La ministre provinciale de la Fonction publique, Rachel Makasiane, a procédé ce lundi au lancement officiel des épreuves hors-session des Examens d’État à l’École primaire Telly 1, à Isiro.

Au total, 8 366 candidats prennent part à ces épreuves dans les provinces éducationnelles Haut-Uele 1 et Haut-Uele 2, dont 7 366 élèves du cycle long et 1 000 du cycle court.

S’exprimant au nom du gouverneur Jean Bakomito, en mission officielle dans le territoire de Watsa, la ministre a exhorté les candidats à faire preuve de discipline et de rigueur.
« Rien n’est nouveau et ce n’est pas la fin du monde. Il s’agit des matières apprises depuis plusieurs années. Évitez la panique, car elle peut conduire à l’échec. Restez concentrés : vous êtes l’espoir du Congo », a-t-elle déclaré.

Elle a également encouragé les finalistes à viser l’excellence :
« Vous pouvez nous remplacer si, et seulement si, vous obtenez votre diplôme. C’est un passage obligé pour tout intellectuel en RDC. Parmi vous se trouvent de futurs gouverneurs, ministres, voire un Président de la République. Affrontez ces épreuves avec détermination », a-t-elle ajouté, avant de leur souhaiter bonne chance au nom du gouverneur.

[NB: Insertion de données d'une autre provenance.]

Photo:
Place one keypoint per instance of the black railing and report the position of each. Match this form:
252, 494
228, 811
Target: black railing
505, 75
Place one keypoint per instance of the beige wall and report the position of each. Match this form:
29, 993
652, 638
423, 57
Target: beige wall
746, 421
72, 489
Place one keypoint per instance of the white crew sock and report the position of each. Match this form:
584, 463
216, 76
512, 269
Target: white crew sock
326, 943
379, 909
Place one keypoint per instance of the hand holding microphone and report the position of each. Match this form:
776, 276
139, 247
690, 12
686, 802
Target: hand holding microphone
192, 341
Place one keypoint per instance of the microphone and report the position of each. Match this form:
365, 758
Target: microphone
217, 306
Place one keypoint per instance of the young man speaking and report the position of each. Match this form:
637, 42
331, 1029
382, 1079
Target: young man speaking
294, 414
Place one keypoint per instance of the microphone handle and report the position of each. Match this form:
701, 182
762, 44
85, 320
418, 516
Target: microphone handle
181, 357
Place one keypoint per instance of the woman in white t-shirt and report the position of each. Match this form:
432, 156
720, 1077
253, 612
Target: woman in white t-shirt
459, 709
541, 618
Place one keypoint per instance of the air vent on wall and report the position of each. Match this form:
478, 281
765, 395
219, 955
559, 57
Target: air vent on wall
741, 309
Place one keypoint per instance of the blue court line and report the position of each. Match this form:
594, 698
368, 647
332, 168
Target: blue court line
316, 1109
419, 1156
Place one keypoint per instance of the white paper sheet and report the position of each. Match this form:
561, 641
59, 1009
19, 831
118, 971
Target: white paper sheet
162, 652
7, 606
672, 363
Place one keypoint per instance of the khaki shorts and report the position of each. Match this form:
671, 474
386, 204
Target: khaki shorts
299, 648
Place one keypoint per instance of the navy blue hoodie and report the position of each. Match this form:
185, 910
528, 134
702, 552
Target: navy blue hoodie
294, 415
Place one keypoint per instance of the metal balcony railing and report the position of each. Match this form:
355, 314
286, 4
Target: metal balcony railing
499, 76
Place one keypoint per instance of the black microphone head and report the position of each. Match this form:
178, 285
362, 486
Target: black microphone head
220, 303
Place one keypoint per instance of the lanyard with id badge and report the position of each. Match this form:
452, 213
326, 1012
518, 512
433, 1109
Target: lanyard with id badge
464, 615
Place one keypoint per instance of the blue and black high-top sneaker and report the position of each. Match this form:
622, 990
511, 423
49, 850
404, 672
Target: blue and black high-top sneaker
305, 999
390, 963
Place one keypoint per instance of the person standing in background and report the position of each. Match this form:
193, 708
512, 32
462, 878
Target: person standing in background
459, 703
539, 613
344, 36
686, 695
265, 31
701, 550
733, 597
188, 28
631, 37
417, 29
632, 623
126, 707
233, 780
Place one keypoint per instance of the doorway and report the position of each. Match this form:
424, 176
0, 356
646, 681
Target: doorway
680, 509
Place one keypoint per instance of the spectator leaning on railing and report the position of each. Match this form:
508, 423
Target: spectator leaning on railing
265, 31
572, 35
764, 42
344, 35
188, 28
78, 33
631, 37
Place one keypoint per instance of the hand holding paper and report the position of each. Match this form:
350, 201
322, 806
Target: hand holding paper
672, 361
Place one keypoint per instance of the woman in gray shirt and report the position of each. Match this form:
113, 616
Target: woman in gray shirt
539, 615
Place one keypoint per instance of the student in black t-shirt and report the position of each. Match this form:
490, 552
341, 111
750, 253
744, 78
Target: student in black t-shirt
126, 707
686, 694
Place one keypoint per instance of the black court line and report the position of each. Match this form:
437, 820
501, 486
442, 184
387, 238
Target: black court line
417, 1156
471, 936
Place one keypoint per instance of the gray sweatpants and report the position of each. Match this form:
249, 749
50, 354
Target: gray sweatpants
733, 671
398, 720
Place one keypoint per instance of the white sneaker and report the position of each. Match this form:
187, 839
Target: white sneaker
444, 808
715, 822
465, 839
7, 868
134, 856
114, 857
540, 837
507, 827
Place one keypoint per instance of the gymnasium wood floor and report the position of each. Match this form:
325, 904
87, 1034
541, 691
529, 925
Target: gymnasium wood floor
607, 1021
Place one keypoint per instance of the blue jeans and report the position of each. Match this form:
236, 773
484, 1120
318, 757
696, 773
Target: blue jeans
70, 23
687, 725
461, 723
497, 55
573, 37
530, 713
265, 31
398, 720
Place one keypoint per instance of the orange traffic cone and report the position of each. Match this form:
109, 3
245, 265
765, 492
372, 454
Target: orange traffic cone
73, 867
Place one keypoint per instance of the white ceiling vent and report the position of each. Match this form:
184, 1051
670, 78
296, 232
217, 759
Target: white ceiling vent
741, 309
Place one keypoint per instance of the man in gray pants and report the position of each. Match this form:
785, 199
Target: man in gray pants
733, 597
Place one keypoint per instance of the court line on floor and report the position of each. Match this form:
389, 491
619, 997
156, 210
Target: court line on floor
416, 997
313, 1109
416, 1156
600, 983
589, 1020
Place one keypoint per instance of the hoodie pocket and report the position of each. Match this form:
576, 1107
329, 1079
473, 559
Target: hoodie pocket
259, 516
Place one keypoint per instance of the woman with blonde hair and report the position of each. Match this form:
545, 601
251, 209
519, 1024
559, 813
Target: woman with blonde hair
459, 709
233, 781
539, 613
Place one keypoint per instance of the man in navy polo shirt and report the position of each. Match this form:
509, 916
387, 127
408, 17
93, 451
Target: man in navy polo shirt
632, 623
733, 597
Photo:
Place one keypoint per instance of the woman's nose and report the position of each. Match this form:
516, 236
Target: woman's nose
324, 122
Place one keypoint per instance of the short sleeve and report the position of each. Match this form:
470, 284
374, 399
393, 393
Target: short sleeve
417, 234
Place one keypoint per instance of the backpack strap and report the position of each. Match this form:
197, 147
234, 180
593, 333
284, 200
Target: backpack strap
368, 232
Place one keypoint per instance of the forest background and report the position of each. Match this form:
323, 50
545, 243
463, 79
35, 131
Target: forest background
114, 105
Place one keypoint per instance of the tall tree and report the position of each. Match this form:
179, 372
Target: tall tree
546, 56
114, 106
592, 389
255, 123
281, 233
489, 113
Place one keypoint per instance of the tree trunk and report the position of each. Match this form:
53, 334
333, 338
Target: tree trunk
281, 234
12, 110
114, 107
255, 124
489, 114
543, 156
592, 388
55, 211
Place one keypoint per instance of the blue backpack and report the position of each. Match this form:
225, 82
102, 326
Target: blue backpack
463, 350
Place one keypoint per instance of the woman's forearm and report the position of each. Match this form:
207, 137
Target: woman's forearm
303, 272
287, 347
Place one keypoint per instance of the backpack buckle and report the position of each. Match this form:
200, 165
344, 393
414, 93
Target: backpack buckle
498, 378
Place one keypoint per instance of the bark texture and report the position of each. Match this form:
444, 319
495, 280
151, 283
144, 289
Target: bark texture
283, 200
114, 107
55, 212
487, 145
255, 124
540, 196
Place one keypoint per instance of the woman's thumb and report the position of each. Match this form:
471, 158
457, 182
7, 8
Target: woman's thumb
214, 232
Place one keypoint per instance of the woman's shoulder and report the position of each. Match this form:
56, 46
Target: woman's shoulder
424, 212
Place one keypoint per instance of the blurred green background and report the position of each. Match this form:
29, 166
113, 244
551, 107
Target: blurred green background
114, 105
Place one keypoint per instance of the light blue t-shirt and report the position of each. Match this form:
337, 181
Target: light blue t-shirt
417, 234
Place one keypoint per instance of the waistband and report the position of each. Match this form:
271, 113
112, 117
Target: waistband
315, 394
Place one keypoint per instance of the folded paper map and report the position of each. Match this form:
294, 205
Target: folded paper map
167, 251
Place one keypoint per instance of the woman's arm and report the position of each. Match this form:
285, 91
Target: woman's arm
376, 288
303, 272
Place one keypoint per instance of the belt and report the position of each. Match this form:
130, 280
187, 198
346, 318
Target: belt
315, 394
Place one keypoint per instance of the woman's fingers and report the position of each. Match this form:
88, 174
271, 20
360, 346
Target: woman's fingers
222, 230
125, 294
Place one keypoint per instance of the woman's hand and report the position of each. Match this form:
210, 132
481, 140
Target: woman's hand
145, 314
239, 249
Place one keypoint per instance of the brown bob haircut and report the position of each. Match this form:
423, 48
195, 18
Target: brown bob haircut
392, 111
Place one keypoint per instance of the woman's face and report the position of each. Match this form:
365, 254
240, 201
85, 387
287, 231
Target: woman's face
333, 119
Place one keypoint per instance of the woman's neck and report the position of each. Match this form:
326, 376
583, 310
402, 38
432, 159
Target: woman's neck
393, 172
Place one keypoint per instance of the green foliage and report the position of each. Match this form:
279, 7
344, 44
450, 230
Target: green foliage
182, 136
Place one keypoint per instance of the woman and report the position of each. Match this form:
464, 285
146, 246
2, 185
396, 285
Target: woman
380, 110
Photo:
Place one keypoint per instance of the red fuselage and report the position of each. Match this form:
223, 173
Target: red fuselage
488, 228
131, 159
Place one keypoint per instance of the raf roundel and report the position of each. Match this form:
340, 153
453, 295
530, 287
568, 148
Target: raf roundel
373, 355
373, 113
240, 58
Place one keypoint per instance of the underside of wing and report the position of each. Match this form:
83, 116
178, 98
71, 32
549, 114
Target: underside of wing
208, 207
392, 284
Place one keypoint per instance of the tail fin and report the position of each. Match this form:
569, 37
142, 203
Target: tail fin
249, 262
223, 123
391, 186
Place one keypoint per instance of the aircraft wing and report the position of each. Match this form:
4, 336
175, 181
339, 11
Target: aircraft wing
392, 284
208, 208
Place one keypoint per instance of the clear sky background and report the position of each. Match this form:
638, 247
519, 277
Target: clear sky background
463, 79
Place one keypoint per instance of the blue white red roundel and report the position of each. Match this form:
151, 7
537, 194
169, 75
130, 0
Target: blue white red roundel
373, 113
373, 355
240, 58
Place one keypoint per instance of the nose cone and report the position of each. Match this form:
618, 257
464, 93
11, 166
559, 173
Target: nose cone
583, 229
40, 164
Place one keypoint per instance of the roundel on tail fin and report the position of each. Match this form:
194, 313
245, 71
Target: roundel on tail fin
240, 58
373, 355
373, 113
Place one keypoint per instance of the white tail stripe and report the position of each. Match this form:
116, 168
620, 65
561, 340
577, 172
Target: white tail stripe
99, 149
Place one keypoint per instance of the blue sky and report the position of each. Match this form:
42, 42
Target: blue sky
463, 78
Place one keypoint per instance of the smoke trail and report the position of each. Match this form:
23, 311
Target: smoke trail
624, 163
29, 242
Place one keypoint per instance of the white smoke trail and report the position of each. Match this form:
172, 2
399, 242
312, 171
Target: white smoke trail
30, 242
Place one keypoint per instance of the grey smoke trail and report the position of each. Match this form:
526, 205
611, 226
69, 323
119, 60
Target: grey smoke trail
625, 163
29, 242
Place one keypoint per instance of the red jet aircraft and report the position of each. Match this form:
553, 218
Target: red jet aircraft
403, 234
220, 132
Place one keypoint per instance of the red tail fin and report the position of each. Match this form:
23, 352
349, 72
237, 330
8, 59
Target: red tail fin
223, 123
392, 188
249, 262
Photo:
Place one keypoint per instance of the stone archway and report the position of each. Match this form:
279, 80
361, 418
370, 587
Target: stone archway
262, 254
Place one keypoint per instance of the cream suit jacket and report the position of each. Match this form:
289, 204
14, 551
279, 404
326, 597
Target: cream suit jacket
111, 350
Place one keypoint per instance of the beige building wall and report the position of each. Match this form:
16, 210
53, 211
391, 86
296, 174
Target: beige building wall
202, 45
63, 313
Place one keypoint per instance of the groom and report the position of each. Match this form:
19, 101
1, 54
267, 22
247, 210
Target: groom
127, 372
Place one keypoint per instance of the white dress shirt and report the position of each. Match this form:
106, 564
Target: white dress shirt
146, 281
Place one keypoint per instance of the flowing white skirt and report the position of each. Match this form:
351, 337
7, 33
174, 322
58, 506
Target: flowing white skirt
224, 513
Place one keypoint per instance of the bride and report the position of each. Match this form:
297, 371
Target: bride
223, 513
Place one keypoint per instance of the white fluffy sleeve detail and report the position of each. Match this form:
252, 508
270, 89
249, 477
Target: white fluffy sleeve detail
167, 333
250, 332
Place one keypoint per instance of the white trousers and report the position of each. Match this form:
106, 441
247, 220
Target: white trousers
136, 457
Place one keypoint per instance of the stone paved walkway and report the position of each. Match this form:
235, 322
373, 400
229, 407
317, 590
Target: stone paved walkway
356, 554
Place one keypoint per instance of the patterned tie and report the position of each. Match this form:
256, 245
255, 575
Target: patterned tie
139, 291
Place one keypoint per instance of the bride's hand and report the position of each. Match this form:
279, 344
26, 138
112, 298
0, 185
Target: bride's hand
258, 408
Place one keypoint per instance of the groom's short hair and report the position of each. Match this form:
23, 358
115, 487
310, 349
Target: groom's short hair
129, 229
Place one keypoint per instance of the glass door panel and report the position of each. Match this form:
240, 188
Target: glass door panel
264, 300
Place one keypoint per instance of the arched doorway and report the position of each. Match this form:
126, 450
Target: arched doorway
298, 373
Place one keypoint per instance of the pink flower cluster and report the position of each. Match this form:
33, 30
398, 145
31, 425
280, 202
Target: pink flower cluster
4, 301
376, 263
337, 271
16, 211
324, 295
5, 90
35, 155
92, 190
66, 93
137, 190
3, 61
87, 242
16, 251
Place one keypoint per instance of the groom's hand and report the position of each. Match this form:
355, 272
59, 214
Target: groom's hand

De son côté, le ministre provincial des Finances, Jacques Anzatepedanga, assurant l’intérim du ministre de l’Éducation, Didier Meduama Yolo, en mission à Tadu (territoire de Faradje) pour l’ouverture d’un nouveau centre d’examen, a réaffirmé l’engagement du gouvernement provincial pour la réussite de la session 2026.
Il a insisté sur la responsabilité des candidats après douze années d’études :
« Bannissez toute tentative de fraude. Un diplôme se mérite ».

Pour sa part, l’inspecteur principal provincial, Paul Nkunayabo, a salué les efforts des autorités pour la bonne organisation des épreuves, notamment l’acheminement sécurisé des malles d’items dans tous les territoires.
Il a invité les candidats à la sérénité :
« Évitez tout désagrément. Rien n’est difficile. La dissertation tient compte de nos réalités culturelles et des matières vues en classe ».